As visitors to the website click to explore the project, the images overlay each other, presenting multiple paths through which to navigate the work. Some layers move while others transition through dissolves and lighting effects, creating a low-tech kind of animation. Layers are presented much like windows in an operating system, with the ubiquitous "X" in the upper right corner signifying the method to close. Images of actual windows appear at multiple junctures. According to the artist, "they are internet windows and images of windows that make an overlaying of reality and fiction, like in the filmic/real layers of the web site"
Bajevic has worked with tangible windows in the past. In 2003, she initiated Chambre avec vue, a project in Aussillon, France, where she commissioned immigrant shop owners to have ornamental motifs of their homelands engraved in the glass windows of their store fronts. The focus of this piece was the transformation from transparency to translucency: the engraved patterns made it difficult to see the inhabitants, yet also revealed something about the shop owners themselves by making their origins visible.
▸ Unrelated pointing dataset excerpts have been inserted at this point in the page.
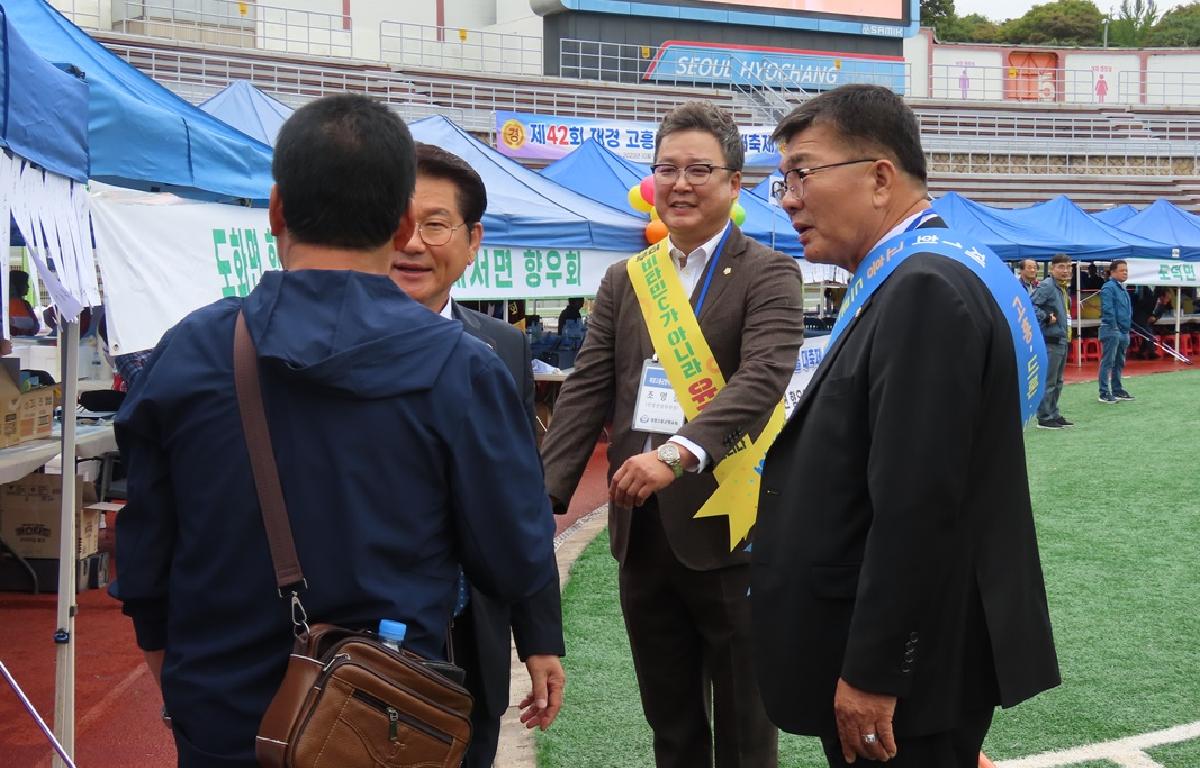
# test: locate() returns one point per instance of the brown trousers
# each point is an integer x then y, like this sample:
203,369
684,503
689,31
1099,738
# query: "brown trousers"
690,637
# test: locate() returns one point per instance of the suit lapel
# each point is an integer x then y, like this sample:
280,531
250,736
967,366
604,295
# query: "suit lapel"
723,271
471,324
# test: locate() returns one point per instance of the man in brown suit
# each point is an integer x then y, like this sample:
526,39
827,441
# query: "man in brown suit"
683,592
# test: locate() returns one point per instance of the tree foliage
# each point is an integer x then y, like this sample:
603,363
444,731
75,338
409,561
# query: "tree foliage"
1179,27
1133,25
1062,22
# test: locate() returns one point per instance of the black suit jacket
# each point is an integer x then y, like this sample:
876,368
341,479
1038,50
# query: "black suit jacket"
538,622
895,544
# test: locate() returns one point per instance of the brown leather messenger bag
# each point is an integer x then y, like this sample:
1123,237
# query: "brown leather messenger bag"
346,700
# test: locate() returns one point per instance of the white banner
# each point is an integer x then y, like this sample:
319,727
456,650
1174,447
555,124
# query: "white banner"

Displacement has been a recurring focus of Bajevic's work. Originally from Sarajevo, she was studying in Paris in April 1992 when the war broke out, and ended up staying 8 years instead of the 8 months she had originally planned. When stability came to the region, she returned to Sarajevo for several years. In one of her early performances from that period, Dressed Up, 1999, she used fabric she had printed with the map of former Yugoslavia, to cut, sew and don a new dress, highlighting the intimate, everyday nature of something as tragic and seemingly impersonal as the disintegration of a country. Bajevic enlisted the help of displaced compatriots from regions that had suffered heavy conflict for Women at Work: Under Construction, 1999, a five day action which took place during the reconstruction of the National Gallery of Bosnia and Herzegovina. Bajevic and five women refugees embroidered patterns on the netting of the scaffold. This "female" undertaking of craft-making, traditionally a means for women to mark space and re-create the atmosphere of home while in exile, played against the "male" work of scaffolding and reconstruction.
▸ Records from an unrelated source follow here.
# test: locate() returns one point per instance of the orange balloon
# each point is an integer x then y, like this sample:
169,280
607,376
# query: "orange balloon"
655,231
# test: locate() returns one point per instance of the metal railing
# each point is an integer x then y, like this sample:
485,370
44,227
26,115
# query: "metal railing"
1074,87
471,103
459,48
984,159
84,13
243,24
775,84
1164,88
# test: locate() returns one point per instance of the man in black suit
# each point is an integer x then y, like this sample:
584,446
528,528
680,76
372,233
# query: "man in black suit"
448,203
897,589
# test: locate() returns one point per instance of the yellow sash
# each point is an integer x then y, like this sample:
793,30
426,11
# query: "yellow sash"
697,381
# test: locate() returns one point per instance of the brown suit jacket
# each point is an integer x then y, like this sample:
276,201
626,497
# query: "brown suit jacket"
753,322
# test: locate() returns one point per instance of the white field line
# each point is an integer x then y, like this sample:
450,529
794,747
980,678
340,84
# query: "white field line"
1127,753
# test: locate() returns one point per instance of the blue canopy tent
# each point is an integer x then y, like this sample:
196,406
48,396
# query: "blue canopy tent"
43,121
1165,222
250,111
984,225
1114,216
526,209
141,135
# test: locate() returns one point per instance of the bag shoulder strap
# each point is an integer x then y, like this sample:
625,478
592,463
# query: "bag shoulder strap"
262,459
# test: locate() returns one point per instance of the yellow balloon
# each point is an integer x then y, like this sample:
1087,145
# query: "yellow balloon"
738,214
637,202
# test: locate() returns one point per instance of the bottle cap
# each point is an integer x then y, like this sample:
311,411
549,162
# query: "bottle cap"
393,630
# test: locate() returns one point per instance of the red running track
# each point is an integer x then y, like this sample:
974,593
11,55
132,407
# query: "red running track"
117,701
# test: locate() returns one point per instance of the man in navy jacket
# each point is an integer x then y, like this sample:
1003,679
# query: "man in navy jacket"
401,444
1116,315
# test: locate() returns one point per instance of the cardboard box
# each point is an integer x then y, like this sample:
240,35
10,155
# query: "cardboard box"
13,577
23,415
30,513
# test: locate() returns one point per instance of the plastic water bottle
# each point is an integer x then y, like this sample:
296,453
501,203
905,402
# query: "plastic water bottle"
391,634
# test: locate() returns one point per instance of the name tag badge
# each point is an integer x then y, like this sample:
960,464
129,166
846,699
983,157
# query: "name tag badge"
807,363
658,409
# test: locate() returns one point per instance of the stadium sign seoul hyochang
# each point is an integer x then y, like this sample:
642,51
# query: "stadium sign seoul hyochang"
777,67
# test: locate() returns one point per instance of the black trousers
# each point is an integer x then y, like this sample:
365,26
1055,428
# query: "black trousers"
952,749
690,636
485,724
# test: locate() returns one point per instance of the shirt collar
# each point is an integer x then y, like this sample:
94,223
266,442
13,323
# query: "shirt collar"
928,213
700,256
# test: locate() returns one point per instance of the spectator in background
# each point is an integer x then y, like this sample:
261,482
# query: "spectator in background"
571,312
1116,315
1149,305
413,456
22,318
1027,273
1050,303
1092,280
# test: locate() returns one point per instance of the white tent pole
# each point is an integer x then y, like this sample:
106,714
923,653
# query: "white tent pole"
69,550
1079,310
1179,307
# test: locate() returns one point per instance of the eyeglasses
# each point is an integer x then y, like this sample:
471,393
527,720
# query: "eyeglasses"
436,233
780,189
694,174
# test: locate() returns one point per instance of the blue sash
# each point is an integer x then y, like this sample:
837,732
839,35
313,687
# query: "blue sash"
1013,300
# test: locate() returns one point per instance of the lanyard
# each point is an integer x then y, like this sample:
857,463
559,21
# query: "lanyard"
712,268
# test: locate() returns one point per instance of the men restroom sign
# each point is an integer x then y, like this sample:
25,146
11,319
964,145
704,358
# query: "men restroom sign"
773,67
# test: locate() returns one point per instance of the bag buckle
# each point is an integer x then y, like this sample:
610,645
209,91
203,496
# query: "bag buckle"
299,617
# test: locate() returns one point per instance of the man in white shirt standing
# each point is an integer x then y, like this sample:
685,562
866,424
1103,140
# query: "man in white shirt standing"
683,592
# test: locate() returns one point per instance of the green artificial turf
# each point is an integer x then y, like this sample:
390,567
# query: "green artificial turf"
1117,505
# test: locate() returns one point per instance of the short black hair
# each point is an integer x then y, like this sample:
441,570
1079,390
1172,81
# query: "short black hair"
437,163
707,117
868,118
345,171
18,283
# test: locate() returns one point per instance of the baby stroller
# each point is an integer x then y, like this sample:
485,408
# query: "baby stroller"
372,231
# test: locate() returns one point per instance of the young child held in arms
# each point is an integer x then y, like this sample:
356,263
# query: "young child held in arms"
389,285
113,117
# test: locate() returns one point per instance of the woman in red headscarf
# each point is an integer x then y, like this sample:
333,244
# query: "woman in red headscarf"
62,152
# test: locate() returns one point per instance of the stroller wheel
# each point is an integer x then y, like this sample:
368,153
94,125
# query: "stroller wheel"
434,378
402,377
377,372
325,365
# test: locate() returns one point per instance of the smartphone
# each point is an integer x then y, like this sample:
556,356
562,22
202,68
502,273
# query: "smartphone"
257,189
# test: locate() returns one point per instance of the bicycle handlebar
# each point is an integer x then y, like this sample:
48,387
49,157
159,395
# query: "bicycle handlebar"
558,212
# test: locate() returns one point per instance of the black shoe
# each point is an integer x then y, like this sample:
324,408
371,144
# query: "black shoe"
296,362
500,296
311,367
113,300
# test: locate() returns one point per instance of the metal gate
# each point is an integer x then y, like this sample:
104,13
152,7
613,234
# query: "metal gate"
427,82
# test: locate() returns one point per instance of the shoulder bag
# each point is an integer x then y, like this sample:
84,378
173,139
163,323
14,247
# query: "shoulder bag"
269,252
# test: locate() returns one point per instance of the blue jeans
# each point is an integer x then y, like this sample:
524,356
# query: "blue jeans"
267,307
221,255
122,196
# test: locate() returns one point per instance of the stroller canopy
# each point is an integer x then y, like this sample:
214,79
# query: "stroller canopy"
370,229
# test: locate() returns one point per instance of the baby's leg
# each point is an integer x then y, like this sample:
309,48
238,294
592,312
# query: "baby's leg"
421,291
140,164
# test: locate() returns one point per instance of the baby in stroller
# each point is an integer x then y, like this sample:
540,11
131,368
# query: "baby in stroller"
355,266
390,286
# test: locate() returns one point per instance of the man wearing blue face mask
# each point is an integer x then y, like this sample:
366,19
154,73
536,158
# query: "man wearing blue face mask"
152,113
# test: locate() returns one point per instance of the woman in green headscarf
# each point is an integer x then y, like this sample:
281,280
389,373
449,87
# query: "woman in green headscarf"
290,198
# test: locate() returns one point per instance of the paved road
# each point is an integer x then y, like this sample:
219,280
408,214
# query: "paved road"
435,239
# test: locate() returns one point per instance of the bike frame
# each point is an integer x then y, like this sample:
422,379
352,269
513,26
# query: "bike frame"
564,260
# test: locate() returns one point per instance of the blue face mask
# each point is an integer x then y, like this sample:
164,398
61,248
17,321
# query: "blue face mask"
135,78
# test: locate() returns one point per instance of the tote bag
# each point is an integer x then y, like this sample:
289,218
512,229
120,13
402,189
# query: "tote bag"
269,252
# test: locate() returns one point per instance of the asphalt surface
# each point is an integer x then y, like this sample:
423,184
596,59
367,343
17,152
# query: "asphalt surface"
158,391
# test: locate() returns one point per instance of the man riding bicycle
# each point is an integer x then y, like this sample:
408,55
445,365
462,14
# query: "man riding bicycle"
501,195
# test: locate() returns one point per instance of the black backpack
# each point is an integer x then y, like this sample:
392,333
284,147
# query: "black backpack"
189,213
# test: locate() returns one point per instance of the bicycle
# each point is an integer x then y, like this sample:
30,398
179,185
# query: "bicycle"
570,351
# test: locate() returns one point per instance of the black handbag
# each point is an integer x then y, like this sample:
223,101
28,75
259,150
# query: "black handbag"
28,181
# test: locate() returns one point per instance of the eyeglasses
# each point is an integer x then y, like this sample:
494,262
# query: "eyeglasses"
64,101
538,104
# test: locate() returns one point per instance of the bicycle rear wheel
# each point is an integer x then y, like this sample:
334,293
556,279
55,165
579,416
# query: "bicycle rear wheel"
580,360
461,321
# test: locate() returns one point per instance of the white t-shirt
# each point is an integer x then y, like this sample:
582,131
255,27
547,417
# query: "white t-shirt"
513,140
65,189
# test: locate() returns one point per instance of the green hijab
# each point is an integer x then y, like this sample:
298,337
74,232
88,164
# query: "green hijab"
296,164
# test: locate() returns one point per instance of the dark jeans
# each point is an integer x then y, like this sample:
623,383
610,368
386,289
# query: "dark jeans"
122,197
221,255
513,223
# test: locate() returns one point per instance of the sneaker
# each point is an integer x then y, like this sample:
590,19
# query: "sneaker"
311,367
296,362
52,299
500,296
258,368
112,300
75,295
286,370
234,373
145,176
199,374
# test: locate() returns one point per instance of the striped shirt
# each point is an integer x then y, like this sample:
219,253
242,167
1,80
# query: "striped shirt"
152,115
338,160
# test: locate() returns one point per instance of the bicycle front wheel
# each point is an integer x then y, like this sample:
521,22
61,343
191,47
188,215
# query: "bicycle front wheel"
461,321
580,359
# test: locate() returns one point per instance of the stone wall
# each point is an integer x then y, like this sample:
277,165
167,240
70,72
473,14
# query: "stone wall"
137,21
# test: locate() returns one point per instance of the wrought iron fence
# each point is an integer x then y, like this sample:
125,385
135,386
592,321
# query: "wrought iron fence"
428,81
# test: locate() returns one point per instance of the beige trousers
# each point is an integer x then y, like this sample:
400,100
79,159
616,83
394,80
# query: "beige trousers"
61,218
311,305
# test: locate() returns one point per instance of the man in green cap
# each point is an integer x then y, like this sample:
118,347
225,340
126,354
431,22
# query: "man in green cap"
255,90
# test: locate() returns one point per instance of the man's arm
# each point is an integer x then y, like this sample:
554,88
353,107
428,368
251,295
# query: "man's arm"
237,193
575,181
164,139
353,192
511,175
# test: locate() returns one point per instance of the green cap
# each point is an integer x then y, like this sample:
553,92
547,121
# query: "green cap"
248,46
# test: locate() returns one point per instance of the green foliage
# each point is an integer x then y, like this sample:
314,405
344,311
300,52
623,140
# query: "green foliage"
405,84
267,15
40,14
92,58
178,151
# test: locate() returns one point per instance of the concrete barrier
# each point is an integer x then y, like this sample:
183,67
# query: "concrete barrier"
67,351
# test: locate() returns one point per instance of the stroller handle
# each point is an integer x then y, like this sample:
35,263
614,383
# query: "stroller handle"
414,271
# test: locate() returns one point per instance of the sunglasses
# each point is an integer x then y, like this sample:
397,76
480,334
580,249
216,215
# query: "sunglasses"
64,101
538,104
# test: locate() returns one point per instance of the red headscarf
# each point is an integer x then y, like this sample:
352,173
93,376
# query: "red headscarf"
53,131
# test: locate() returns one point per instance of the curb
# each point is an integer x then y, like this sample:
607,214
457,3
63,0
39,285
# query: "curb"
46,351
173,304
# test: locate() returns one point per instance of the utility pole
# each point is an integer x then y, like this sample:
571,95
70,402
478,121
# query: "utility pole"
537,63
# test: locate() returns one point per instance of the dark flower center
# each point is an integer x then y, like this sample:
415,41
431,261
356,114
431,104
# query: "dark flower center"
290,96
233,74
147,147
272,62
Her examination of boundaries between public and private is perhaps most directly exemplified by her 2002 installation and performance I did not know in the main public square of Graz, Austria. In collaboration with Emanuel Licha, she made a labyrinth-link glass structure encasing a cozy living room with a TV blaring sounds of war. A couple quarreled with each other, answering each other's reproaches with "I did not know." This living room and the couples who took turns inhabiting it 24 hours/day created an intimate environment that ironically intruded on the public area of the square for a month. Passersby could come into the transparent shelter, inhabiting a space that symbolized the porous border, and the impossibility of isolating either realm, public or private, from the other.
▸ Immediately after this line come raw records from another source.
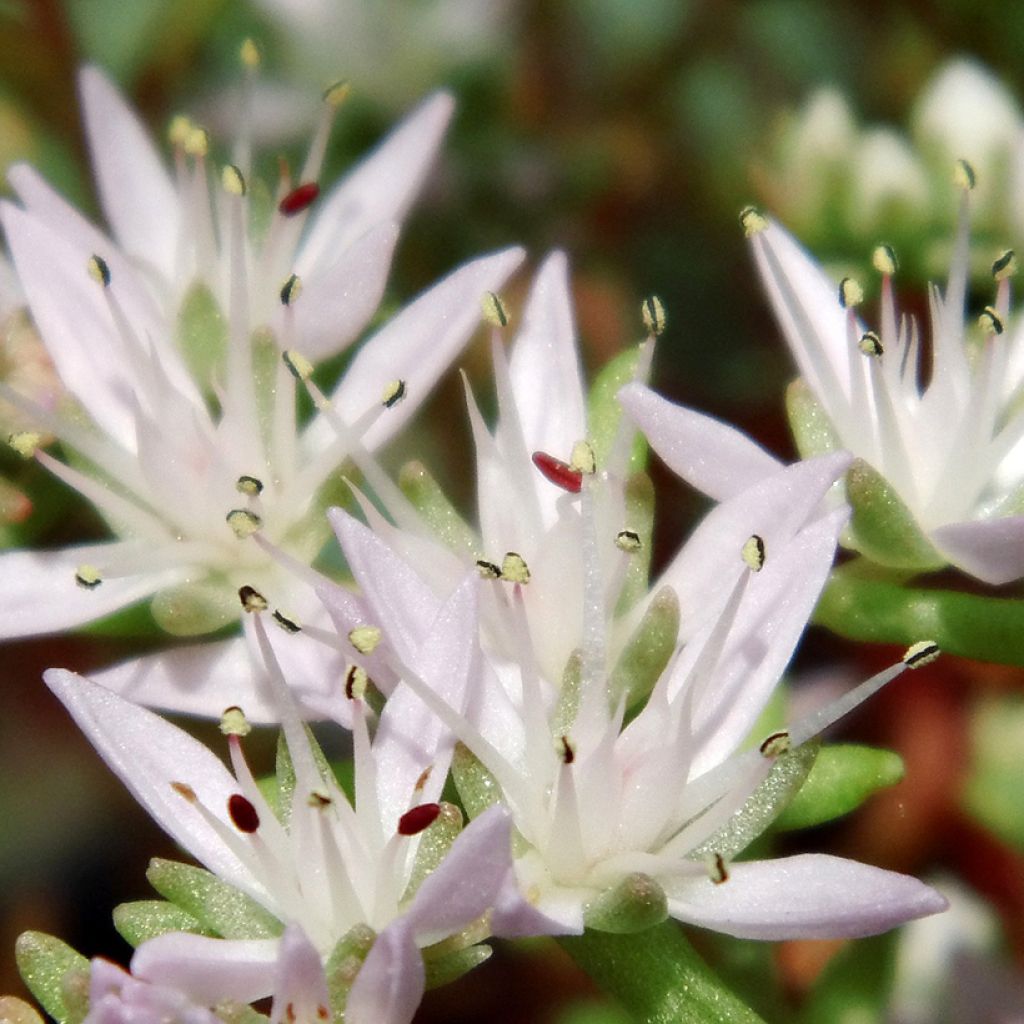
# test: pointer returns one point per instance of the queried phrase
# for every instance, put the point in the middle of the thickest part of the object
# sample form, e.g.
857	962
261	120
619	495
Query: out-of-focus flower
180	345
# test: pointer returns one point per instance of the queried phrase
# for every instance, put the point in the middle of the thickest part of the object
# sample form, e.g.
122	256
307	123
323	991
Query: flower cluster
603	733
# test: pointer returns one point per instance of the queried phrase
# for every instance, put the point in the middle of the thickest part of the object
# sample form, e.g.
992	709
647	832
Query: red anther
299	199
415	820
243	813
560	473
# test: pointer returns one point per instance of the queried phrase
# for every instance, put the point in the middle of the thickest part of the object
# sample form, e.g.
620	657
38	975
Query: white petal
381	186
708	454
544	365
390	983
136	193
39	593
339	298
148	755
468	881
209	971
992	550
416	346
804	897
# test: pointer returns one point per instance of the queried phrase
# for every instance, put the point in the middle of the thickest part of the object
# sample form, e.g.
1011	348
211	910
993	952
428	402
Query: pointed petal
416	346
390	983
299	985
339	298
544	366
148	755
39	593
382	186
136	193
209	971
804	897
992	550
708	454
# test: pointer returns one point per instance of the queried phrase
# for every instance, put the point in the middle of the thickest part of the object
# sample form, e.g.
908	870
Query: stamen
233	722
752	220
242	813
990	322
288	625
25	442
514	568
88	577
964	176
232	180
365	638
244	522
582	459
753	553
252	599
629	541
850	293
300	367
494	310
98	270
393	393
1005	265
776	744
921	653
415	820
356	682
558	472
653	313
870	344
299	199
249	485
717	870
884	260
290	291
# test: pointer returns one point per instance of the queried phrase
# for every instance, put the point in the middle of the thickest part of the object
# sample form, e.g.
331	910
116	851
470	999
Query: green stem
657	977
864	607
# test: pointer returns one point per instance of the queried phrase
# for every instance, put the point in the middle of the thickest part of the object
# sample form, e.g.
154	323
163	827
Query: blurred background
630	134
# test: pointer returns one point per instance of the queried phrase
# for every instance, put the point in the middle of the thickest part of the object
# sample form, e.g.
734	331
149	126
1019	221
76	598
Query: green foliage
843	777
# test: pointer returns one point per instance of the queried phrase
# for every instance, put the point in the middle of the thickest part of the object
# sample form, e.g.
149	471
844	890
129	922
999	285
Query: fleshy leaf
882	526
843	777
648	650
766	803
426	495
812	430
604	412
43	962
146	919
634	904
216	905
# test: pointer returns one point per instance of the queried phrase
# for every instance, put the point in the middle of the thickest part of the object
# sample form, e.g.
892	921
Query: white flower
950	451
187	448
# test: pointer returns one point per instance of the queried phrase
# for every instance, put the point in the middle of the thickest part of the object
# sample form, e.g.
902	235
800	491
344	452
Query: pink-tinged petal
416	346
468	881
135	190
992	550
148	754
381	186
774	509
708	454
411	738
390	983
209	971
39	593
812	896
338	298
299	985
544	365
I Wish I was Born in a Hollywood Movie continues to investigate the divisions of these realms. Hollywood movies, however distant from everyday life, nevertheless infiltrate on various levels to influence our desires or expectations. For the myriad of people- especially the disenfranchised - who have no hope of attaining anything close to the idealized lives portrayed in popular culture, Bajevic suggests a state of perpetual displacement - living in exile from a fantasy life of happy endings that bears very little resemblance to reality.